Der Spiegel meldet heute unter der Überschrift „Mögliches Defizitverfahren – Italien muss harte Sanktionen fürchten”, dass Italien Strafen aus Brüssel drohen. Und der Spiegel stellt das als Maßnahme dar, die rein auf den Haushaltsdaten begründet ist:
„Lange hat sie dem Treiben in Italien zugeschaut und es bei Ermahnungen belassen – doch jetzt scheint die Geduld der EU-Kommission erschöpft zu sein: Am Mittwoch könnte die Brüsseler Behörde ein Verfahren einleiten, das die Regierung in Rom mit harten Sanktionen bedroht.“
Wir lernen also, dass Italien trotz aller Mahnungen gegen die Stabilitätskriterien verstößt und dafür nun bestraft werden muss. Dass das nicht ganz die Wahrheit ist, kann man auch im Spiegel zwischen den Zeilen lesen:
„Diesen Schritt kann die Kommission einleiten, wenn ein Mitgliedsland gegen den Stabilitäts- und Wachstumspakt der EU verstößt. Dessen wichtigstes Kriterium – ein Haushaltsdefizit von maximal drei Prozent des Bruttoinlandsprodukts – hält Italien zwar derzeit ein. Gegen ein anderes aber verstößt das Land massiv: Erlaubt ist eine Staatsverschuldung von 60 Prozent des Bruttoinlandsprodukts. In Italien liegt sie bei 130 Prozent.“
Nun ist es nichts Neues, dass Italien 130% Schulden hat. Das ist schon sechs Jahre lang so, hat aber nie zu einem Verfahren geführt und wie der Spiegel schreibt, stimmt der Kurs Italiens, denn es hält die drei-Prozent-Regel ein, ein Wachstum der Schulden ist also nicht zu erwarten. Es geht der EU um Maßnahmen, die die ungeliebte italienische Regierung umsetzen möchte und von denen Brüssel behauptet, sie könnten daran etwas ändern:
„Laut den Regeln müsste Rom diesen Berg sukzessive abbauen. Doch die Koalition aus rechtsnationaler Lega und populistischer Fünf-Sterne-Bewegung hat Gegenteiliges vor: Sie will Steuern senken, Sozialausgaben erhöhen, Investitionen tätigen – und zwar auf Pump. Das, so argumentierte die Regierung in Rom noch Ende 2018, würde das Wirtschaftswachstum auf 1,5 Prozent jährlich steigern. Im ersten Quartal 2019 lag es bei gerade einmal 0,1 Prozent.“
Keine Ahnung, wer Recht hat, das wird die Zeit zeigen. Vielleicht geht die Rechung der italienischen Regierung ja auf. Die EU mag aber die Regierung dort nicht und geht deshalb nun gegen Italien vor, schon bevor es gegen die drei-Prozent-Regel verstößt. Andere Ländern, auch Deutschland unter Schröder, haben über Jahre dagegen verstoßen, ohne dass Verfahren eröffnet wurden. Das zeigt, dass es der EU-Kommission kaum um wirtschaftliche Daten geht, sondern darum, der ungeliebten italienischen Regierung das Leben schwer zu machen.
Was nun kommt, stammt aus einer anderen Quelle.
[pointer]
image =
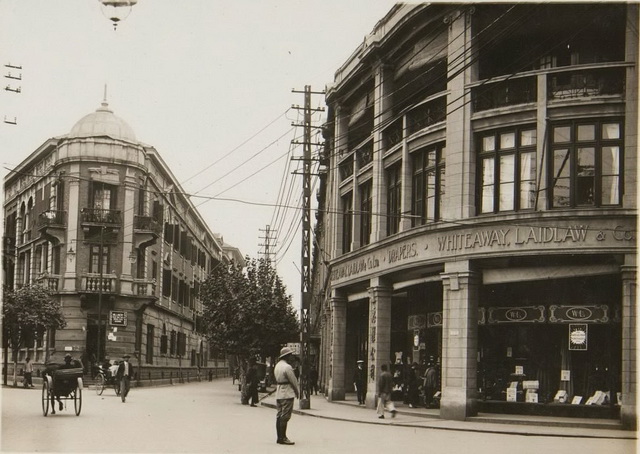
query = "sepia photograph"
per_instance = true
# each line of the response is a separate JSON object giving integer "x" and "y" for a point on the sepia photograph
{"x": 353, "y": 227}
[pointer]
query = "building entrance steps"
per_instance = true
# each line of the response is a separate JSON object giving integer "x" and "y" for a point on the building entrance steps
{"x": 349, "y": 410}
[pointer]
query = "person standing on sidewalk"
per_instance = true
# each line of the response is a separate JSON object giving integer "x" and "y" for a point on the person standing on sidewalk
{"x": 28, "y": 373}
{"x": 360, "y": 381}
{"x": 123, "y": 375}
{"x": 385, "y": 386}
{"x": 252, "y": 382}
{"x": 287, "y": 389}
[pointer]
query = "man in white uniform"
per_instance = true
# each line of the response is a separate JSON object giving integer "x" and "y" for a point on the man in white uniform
{"x": 286, "y": 391}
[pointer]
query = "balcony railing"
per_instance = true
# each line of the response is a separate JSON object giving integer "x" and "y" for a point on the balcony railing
{"x": 586, "y": 83}
{"x": 427, "y": 114}
{"x": 393, "y": 134}
{"x": 101, "y": 217}
{"x": 364, "y": 154}
{"x": 502, "y": 93}
{"x": 92, "y": 283}
{"x": 49, "y": 281}
{"x": 146, "y": 223}
{"x": 346, "y": 168}
{"x": 144, "y": 287}
{"x": 52, "y": 218}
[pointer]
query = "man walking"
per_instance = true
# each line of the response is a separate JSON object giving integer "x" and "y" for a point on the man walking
{"x": 287, "y": 389}
{"x": 385, "y": 386}
{"x": 123, "y": 375}
{"x": 360, "y": 381}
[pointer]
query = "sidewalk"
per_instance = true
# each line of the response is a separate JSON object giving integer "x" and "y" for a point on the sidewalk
{"x": 349, "y": 410}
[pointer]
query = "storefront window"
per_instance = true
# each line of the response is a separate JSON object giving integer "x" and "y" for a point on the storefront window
{"x": 507, "y": 170}
{"x": 586, "y": 164}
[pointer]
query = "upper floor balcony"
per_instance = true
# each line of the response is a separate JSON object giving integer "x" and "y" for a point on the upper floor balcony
{"x": 52, "y": 224}
{"x": 562, "y": 83}
{"x": 94, "y": 283}
{"x": 146, "y": 230}
{"x": 98, "y": 217}
{"x": 49, "y": 281}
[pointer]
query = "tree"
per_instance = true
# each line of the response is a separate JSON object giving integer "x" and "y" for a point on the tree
{"x": 27, "y": 312}
{"x": 247, "y": 312}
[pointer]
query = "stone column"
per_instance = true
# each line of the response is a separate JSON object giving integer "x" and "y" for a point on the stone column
{"x": 459, "y": 198}
{"x": 628, "y": 410}
{"x": 128, "y": 215}
{"x": 459, "y": 341}
{"x": 73, "y": 214}
{"x": 336, "y": 389}
{"x": 379, "y": 335}
{"x": 334, "y": 209}
{"x": 382, "y": 111}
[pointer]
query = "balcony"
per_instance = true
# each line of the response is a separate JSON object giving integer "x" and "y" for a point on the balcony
{"x": 52, "y": 225}
{"x": 503, "y": 93}
{"x": 92, "y": 283}
{"x": 146, "y": 230}
{"x": 98, "y": 217}
{"x": 581, "y": 83}
{"x": 427, "y": 114}
{"x": 144, "y": 287}
{"x": 49, "y": 281}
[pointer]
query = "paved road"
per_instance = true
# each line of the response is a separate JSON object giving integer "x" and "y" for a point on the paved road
{"x": 208, "y": 417}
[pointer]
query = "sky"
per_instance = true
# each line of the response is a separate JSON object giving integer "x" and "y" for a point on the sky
{"x": 208, "y": 83}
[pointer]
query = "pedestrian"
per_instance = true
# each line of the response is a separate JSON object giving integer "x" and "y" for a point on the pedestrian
{"x": 430, "y": 384}
{"x": 385, "y": 386}
{"x": 286, "y": 390}
{"x": 313, "y": 380}
{"x": 28, "y": 373}
{"x": 360, "y": 381}
{"x": 413, "y": 386}
{"x": 123, "y": 375}
{"x": 252, "y": 383}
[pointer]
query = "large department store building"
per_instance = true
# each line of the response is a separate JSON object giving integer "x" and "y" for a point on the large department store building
{"x": 97, "y": 217}
{"x": 480, "y": 208}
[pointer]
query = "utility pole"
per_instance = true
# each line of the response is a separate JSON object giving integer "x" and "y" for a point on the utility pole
{"x": 305, "y": 301}
{"x": 12, "y": 79}
{"x": 267, "y": 242}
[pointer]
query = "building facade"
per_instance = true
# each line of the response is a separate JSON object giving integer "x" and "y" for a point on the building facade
{"x": 97, "y": 217}
{"x": 480, "y": 208}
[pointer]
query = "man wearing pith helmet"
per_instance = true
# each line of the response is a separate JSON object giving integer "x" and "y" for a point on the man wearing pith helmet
{"x": 287, "y": 389}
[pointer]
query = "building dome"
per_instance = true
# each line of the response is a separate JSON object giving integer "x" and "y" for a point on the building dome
{"x": 103, "y": 122}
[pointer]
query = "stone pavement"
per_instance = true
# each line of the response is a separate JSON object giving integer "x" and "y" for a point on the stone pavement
{"x": 349, "y": 410}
Das bestätigt auch ein Blick auf die Entwicklung der Staatsschulden ausgewählter Euro-Länder. Frankreich, wo ein Präsident regiert, den man in Brüssel mag, verstößt ebenfalls gegen die Höchstgrenze von 60% Staatsschulden und erhöht seine Schuldenlast jedes Jahr. Von 2009 bis heute ist sie von 83% aud 100% angestiegen. Spanien hat seine Schuldenlast zwischen 2007 und 2014 von 35% auf 100% erhöht. Bei Portugal ging es zwischen 2008 und 2012 von 72% auf 126% in die Höhe. Von Griechenland gar nicht zu reden, das seine Schulden zwischen 2007 und 2013 von 103% auf 177% erhöhte.
Aber ist gegen irgendeines dieser Länder ein Defizitverfahren eröffnet worden? Nein, denn die Regierungen waren gegenüber Brüssel gehorsam. Nur Italien, das gegen die unsoziale Wirtschafts- und Haushaltspolitik aus Brüssel aufbegehrt, wird nun mit Strafen bedroht.
Dabei sieht Italiens Entwicklung im Vergleich zu den anderen genannten Ländern noch richtig gut aus! 1999, als man den Euro als Buchgeld einführte, lagen Italiens Schulden bei 110%, sie sind seitdem also kaum gestiegen, zumindest im Vergleich zu anderen Ländern. Und man wusste in Brüssel von Anfang an, dass Italien gegen dieses Kriterium verstößt.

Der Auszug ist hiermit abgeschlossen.